Today, I’m reviewing the lovely app Tower Of Babel for the iPad. There are two basic skills needed to succeed in this game. The first skill is a sense of how much space something takes up. The second skill is the ability to stack things on top of each other. It took a few tries for me to realize that I lack both of these skills. Regardless, I still had fun playing the game.
The game starts with two blocks stacked on top of each other. Another block slides on screen and glides back and forth about two block lengths above the top block. This would be where the skill of having a good sense of space comes in. The moving blocks always seem smaller to me than what they really are, so I miscalculate when to drop them.
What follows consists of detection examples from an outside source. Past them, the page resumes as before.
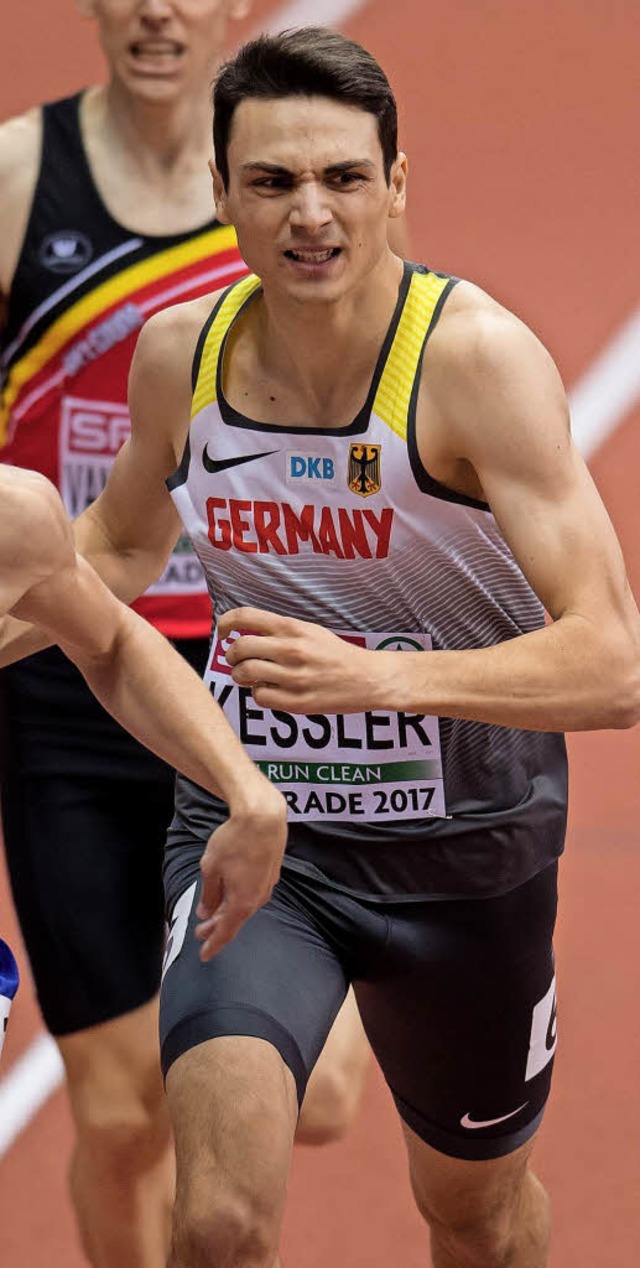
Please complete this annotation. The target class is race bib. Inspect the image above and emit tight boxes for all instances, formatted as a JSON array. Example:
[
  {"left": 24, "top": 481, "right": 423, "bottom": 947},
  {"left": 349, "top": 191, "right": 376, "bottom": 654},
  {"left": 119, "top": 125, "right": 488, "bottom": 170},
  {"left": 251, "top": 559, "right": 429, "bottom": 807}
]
[
  {"left": 60, "top": 397, "right": 207, "bottom": 596},
  {"left": 205, "top": 630, "right": 446, "bottom": 823}
]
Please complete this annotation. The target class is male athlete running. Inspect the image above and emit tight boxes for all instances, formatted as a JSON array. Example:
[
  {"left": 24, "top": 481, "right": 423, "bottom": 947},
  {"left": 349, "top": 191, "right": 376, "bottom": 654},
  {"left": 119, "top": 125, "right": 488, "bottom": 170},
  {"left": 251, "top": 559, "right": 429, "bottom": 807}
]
[
  {"left": 0, "top": 0, "right": 375, "bottom": 1268},
  {"left": 6, "top": 29, "right": 640, "bottom": 1268}
]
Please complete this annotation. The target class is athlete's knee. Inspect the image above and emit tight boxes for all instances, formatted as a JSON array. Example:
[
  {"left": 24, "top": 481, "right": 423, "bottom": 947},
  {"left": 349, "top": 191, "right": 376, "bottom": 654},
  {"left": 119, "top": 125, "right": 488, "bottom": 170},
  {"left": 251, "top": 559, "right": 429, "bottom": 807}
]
[
  {"left": 295, "top": 1063, "right": 366, "bottom": 1145},
  {"left": 170, "top": 1170, "right": 279, "bottom": 1268},
  {"left": 418, "top": 1172, "right": 550, "bottom": 1268},
  {"left": 59, "top": 1034, "right": 171, "bottom": 1179}
]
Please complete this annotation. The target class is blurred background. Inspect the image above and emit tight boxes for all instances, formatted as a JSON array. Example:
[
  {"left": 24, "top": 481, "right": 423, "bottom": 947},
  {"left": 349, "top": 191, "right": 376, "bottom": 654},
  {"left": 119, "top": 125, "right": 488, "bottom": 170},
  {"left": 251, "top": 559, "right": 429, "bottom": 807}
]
[{"left": 0, "top": 0, "right": 640, "bottom": 1268}]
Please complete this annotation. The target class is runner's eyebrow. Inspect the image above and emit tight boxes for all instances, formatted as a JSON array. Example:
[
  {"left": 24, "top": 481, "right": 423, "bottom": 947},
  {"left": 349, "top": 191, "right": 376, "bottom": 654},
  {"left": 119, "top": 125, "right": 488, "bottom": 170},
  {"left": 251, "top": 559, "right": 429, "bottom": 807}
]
[{"left": 242, "top": 159, "right": 375, "bottom": 178}]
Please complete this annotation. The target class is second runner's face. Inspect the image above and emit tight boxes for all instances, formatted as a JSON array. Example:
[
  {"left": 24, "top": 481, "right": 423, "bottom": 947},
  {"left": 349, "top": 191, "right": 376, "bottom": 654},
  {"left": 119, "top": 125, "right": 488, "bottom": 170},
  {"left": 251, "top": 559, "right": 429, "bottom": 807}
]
[
  {"left": 77, "top": 0, "right": 251, "bottom": 101},
  {"left": 214, "top": 96, "right": 406, "bottom": 302}
]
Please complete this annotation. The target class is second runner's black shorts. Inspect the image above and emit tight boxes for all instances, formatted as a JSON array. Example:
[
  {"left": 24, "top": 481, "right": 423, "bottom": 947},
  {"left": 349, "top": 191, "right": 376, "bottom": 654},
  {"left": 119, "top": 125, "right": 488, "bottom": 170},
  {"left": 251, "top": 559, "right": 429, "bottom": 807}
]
[{"left": 0, "top": 639, "right": 207, "bottom": 1036}]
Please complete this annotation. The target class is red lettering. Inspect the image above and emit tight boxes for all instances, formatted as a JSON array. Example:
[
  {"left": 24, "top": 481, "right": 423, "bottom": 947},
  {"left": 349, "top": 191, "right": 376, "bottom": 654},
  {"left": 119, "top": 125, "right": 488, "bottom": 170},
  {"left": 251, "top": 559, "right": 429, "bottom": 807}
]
[
  {"left": 283, "top": 502, "right": 322, "bottom": 554},
  {"left": 229, "top": 497, "right": 257, "bottom": 554},
  {"left": 338, "top": 506, "right": 371, "bottom": 559},
  {"left": 207, "top": 497, "right": 231, "bottom": 550},
  {"left": 253, "top": 502, "right": 286, "bottom": 554},
  {"left": 318, "top": 506, "right": 345, "bottom": 559},
  {"left": 362, "top": 506, "right": 393, "bottom": 559}
]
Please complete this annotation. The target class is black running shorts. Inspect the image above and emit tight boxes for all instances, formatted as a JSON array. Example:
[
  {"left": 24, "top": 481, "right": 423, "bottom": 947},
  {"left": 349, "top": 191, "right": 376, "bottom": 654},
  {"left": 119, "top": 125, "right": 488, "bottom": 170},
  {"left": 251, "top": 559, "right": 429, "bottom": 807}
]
[
  {"left": 0, "top": 640, "right": 207, "bottom": 1036},
  {"left": 161, "top": 856, "right": 556, "bottom": 1159}
]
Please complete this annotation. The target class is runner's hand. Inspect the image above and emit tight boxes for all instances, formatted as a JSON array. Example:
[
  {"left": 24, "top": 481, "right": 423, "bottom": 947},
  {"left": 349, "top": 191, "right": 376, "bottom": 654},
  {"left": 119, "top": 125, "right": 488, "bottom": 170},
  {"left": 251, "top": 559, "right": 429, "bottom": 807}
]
[
  {"left": 195, "top": 776, "right": 286, "bottom": 961},
  {"left": 218, "top": 607, "right": 399, "bottom": 714}
]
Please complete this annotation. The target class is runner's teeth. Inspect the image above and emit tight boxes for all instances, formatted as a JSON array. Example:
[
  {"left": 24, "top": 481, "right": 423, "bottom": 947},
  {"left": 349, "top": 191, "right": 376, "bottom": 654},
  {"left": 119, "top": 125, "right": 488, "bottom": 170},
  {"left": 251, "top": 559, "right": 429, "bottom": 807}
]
[{"left": 291, "top": 247, "right": 333, "bottom": 264}]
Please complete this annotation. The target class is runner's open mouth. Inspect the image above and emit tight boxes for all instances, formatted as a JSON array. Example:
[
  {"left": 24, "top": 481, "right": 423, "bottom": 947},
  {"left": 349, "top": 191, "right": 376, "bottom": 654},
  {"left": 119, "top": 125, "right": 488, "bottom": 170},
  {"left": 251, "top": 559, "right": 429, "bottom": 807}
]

The higher the blocks get, the more rickety the tower becomes. Yes, it’s like Jenga. If the blocks are skewed to the right, I try to overcompensate by stacking them more heavily on the left. In my twisted sense of logic, it works and balances. I’m sure engineers are cringing out there. If you want to fix the problem, the best thing you can do is stay as centered as possible.
With Tower Of Babel you can be just a hair off balance with your blocks. The more blocks you try to stack, the more problematic this becomes. I also learned that in the early stages, you can safely have a block hanging halfway off the tower. However, as you stack, the halfway blocks will fall off. As soon as a block tumbles off, you lose. I’m going to give my approval of the physics mechanism that can tell the difference between a freshly laid block or a higher tower stack.
I also have to give the developers a geeky nod for how they chose to alert you to the fact that you did indeed lose. You don’t see a “Game Over” banner or “The End.” Nope. You see a contractor telling you “Epic Fail.” Somehow, that softens the blow of losing the game. Well done.